A large part of China's transformation comes from its appetite for buying foreign military equipment, a hunger fed by China's booming economy.

"It's very important to note the basis of t his economy is allowing it to go out and buy whatever it needs to buy," The official said.

He contrasted that with the former Soviet Union, which had the appetite but not the means.

China's high-tech purchases are limited by a European arms embargo imposed after its 1989 massacre of pro-democracy protestors in Tiananmen Square. The European Union considered and then, under intense political pressure, rejected lifting the embargo in mid-April.

"We routinely made it known we believe the arms embargo should remain in effect. If they lift the embargo, the net effect is China will be in a position to glean ... the dream of technology and exponential benefits."

Even so, China has a major arms-trading partner in Russia and the former Soviet states. Since 1991, China has negotiated to buy some $20 billion in arms and actually received about $12 billion, according to the report. Russia, Ukraine and Belarus are the major suppliers.

China has bought Su-27 and Su-30 fighters; AA-12 air-to-air missiles; SA-10, SA-15 and SA-20 surface-to-air missiles; Novator Alpha anti-ship cruise missiles; KILO submarines, Sovremennyy destroyers and associated weapons. Last year alone, China spent $1 billion on 24 advanced Russian fighter aircraft.

Space technology is one area where there has been leakage. Because much of the technology is dual use -- that is, it has some civilian applications -- China has been able to obtain satellite technology, particularly in the area of communications.

Beijing's ambitions extend to space. Launching a manned aircraft last October was just the beginning, the official said.

"We are going to see that program play out strongly," the official said. "They are not going for the prestige ... but for the capabilities."

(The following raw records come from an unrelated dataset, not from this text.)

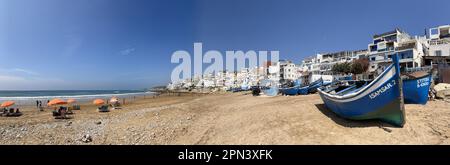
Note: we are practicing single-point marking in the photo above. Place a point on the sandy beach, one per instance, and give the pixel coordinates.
(226, 118)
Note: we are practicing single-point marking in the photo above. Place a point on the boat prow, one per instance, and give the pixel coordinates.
(415, 90)
(381, 99)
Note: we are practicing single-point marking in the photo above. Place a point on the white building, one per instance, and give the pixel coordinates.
(439, 46)
(410, 50)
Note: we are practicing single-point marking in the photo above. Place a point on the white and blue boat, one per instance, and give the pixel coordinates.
(312, 88)
(380, 99)
(270, 91)
(290, 90)
(415, 90)
(295, 90)
(269, 87)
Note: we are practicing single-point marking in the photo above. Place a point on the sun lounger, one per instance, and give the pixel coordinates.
(11, 113)
(103, 108)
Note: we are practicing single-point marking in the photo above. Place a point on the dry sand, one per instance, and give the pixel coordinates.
(237, 118)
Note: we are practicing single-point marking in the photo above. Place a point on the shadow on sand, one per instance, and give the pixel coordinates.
(351, 123)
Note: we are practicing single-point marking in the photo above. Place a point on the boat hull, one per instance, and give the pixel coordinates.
(313, 87)
(382, 99)
(415, 91)
(290, 91)
(303, 90)
(272, 91)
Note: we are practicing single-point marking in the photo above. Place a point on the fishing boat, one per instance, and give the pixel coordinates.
(415, 88)
(269, 87)
(380, 99)
(290, 90)
(270, 91)
(312, 88)
(303, 90)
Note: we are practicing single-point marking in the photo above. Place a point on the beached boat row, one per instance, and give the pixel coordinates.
(382, 98)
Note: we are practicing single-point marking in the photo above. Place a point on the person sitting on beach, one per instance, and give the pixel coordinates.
(5, 111)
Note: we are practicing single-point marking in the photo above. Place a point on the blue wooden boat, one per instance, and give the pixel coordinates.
(312, 88)
(380, 99)
(270, 91)
(303, 90)
(269, 87)
(290, 90)
(415, 90)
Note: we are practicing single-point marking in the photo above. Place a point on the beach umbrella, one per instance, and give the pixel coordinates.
(70, 101)
(99, 101)
(56, 102)
(114, 100)
(7, 103)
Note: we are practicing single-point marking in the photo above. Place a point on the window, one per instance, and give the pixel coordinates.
(438, 53)
(434, 31)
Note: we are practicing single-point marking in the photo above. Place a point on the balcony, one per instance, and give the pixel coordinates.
(438, 42)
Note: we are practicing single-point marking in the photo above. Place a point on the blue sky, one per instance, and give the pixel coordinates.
(127, 44)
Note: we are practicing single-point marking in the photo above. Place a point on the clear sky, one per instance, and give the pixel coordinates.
(127, 44)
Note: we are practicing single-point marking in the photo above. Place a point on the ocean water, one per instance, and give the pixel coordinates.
(30, 97)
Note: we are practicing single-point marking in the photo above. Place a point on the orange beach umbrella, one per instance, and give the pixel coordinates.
(99, 101)
(70, 101)
(56, 102)
(7, 103)
(114, 100)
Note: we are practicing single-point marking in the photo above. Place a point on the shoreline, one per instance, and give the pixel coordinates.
(226, 118)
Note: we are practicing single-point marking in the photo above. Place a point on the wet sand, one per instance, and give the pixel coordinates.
(230, 118)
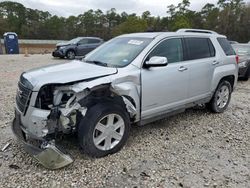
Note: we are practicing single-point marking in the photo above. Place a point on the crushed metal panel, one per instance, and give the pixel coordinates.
(129, 89)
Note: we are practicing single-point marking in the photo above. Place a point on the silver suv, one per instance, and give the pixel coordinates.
(132, 79)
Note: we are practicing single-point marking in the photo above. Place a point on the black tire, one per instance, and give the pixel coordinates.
(212, 105)
(71, 54)
(87, 128)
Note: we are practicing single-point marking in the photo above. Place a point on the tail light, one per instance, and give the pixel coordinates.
(237, 59)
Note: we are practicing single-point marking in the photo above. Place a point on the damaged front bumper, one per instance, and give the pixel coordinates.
(49, 155)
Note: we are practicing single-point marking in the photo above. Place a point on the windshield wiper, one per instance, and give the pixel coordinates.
(98, 63)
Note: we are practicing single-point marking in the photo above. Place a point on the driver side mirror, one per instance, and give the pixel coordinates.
(156, 61)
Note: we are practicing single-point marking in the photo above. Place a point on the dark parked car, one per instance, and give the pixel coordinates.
(79, 46)
(243, 51)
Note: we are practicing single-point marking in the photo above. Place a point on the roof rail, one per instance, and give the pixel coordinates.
(196, 31)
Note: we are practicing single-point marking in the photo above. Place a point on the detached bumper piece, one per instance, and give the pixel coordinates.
(49, 156)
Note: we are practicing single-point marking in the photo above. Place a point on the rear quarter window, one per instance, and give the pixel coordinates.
(199, 48)
(226, 46)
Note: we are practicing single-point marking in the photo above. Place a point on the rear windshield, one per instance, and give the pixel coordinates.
(226, 46)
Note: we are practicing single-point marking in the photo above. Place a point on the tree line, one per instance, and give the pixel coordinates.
(228, 17)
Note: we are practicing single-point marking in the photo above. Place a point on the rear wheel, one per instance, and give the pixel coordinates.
(104, 129)
(221, 98)
(246, 76)
(71, 54)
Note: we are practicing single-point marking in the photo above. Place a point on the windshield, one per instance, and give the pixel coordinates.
(74, 41)
(118, 52)
(242, 50)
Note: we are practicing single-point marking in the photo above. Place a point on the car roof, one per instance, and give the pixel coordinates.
(89, 38)
(169, 34)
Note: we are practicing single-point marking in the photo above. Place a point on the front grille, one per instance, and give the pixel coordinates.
(23, 97)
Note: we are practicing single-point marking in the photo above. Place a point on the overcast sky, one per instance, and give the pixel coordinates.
(74, 7)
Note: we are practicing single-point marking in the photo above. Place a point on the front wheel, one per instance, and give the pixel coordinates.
(221, 98)
(104, 129)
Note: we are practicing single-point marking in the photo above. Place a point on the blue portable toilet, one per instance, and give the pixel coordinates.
(11, 43)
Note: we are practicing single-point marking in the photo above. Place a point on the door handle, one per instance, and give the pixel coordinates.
(181, 69)
(215, 62)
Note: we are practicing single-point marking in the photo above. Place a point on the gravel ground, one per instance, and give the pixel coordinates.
(192, 149)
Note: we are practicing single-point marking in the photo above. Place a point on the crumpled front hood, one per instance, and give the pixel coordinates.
(66, 73)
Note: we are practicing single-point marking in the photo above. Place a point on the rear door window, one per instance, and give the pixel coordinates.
(93, 41)
(199, 48)
(171, 49)
(226, 46)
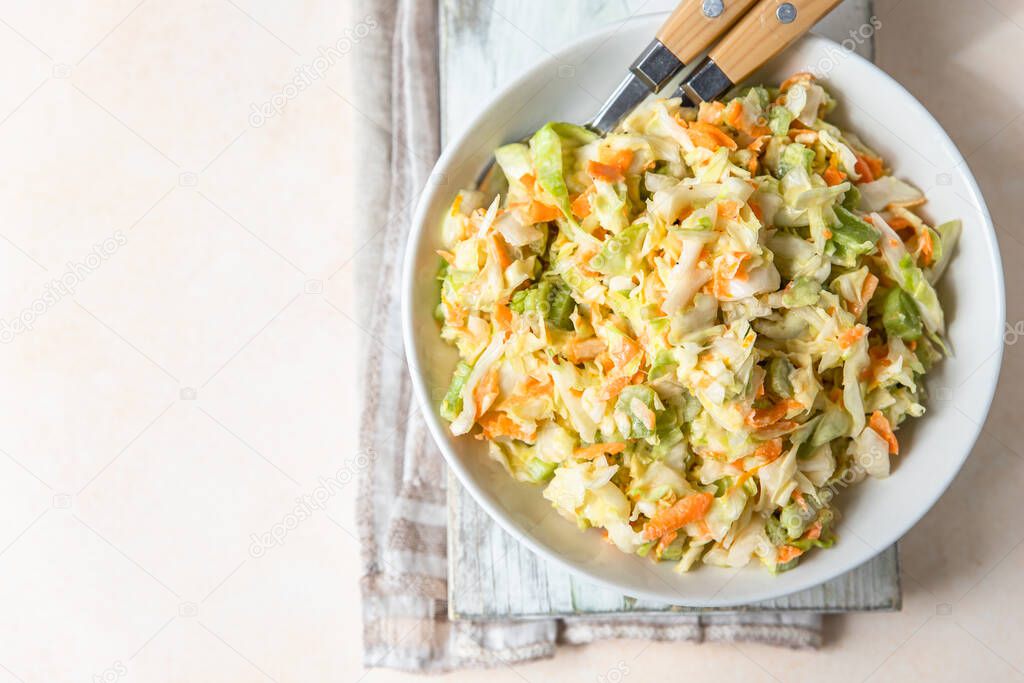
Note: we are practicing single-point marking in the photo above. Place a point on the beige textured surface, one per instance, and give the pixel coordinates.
(120, 116)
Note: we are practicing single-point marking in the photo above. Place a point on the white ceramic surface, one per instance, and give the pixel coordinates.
(876, 513)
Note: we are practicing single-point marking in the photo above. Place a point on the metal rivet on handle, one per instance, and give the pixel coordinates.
(713, 8)
(786, 13)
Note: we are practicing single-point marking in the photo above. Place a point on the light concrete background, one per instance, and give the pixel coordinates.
(200, 376)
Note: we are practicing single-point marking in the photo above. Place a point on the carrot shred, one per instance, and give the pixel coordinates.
(689, 509)
(621, 159)
(581, 205)
(864, 170)
(787, 553)
(756, 208)
(595, 450)
(665, 542)
(485, 391)
(834, 176)
(769, 450)
(502, 316)
(927, 248)
(542, 213)
(881, 425)
(851, 336)
(711, 137)
(499, 424)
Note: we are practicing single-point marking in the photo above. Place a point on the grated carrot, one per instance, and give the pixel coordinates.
(689, 509)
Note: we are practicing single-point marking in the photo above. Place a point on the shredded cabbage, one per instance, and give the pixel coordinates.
(692, 330)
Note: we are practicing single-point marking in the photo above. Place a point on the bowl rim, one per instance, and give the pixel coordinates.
(418, 231)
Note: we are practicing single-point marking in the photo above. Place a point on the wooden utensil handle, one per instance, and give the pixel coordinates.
(764, 32)
(695, 25)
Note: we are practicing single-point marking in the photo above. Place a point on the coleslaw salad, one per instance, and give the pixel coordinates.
(689, 330)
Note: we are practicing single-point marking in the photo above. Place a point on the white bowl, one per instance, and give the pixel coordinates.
(875, 513)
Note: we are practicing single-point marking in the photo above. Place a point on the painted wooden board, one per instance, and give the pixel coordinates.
(492, 575)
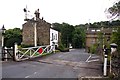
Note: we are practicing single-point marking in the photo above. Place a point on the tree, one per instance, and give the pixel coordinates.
(12, 36)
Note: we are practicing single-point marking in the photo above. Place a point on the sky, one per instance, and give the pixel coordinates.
(73, 12)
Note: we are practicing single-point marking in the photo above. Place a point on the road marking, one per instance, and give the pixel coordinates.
(88, 58)
(93, 60)
(60, 56)
(35, 72)
(27, 76)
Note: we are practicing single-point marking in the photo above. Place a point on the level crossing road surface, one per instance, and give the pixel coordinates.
(73, 64)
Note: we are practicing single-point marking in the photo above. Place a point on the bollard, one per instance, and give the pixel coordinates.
(105, 65)
(15, 52)
(113, 49)
(5, 54)
(105, 61)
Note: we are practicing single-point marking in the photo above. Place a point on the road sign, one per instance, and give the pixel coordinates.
(40, 50)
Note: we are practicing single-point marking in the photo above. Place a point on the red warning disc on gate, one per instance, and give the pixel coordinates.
(40, 50)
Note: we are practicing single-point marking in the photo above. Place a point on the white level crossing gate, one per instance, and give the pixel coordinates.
(32, 52)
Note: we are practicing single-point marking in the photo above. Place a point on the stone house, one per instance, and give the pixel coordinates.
(43, 31)
(92, 36)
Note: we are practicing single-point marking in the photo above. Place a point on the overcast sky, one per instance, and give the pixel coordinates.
(73, 12)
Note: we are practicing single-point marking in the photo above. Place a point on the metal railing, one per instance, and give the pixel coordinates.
(32, 52)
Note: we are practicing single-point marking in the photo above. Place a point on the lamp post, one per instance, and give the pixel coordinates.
(3, 32)
(113, 49)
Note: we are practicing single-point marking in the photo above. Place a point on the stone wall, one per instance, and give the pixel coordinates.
(43, 32)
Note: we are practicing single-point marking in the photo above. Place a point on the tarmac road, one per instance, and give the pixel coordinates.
(71, 64)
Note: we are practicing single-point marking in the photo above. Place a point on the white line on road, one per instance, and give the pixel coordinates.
(60, 56)
(88, 58)
(35, 72)
(93, 60)
(27, 76)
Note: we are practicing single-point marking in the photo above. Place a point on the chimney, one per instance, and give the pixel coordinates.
(37, 14)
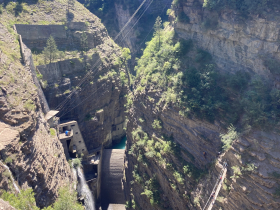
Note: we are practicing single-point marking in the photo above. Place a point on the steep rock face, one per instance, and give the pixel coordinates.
(98, 104)
(35, 158)
(254, 189)
(235, 43)
(253, 163)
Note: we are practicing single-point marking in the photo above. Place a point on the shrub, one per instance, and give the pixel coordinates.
(275, 174)
(52, 132)
(229, 137)
(9, 159)
(182, 17)
(157, 124)
(29, 105)
(1, 9)
(23, 200)
(76, 162)
(236, 172)
(277, 191)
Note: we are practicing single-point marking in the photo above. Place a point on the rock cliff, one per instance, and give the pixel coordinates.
(35, 158)
(180, 176)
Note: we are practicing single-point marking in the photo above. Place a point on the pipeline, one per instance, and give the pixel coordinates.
(15, 186)
(83, 190)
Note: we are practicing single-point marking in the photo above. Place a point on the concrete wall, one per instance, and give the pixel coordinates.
(36, 36)
(112, 174)
(77, 138)
(54, 71)
(28, 60)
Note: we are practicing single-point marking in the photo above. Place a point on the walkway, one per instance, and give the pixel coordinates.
(214, 194)
(112, 174)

China is believed to have developed "parasitic microsatellites" that can attach to other nation's satellites and either put them out of commission or tap into the data they are collecting or transmitting.

China is also believed to be developing lasers, one of which may be aimed at "dazzling" overhead satellites to blind them. The United States conducted a failed experimented with just such a laser several years ago.

"China's current level of interest in laser technology suggests that it is reasonable to assume Beijing eventually could develop a weapon to destroy satellites," the report states.

China's modernization is driven in large part by U.S.-led wars over the last 15 years -- first taking note of the efficacy of air power against massive ground forces in the 1991 Persian Gulf War and then the Kosovo war. America's reliance on ground forces in the recent war in Iraq, however, apparently has caused China to shift its thinking on that subject as well, particularly as it relates to a possible offensive against Taiwan, the report states.

"The speed of coalition ground force advances and the role of special forces in (Operation Iraqi Freedom) have caused (People's Liberation Army) theorists to rethink their assumptions about the value of long-range precision strikes, independent of ground forces, in any Taiwan conflict scenario," the report states.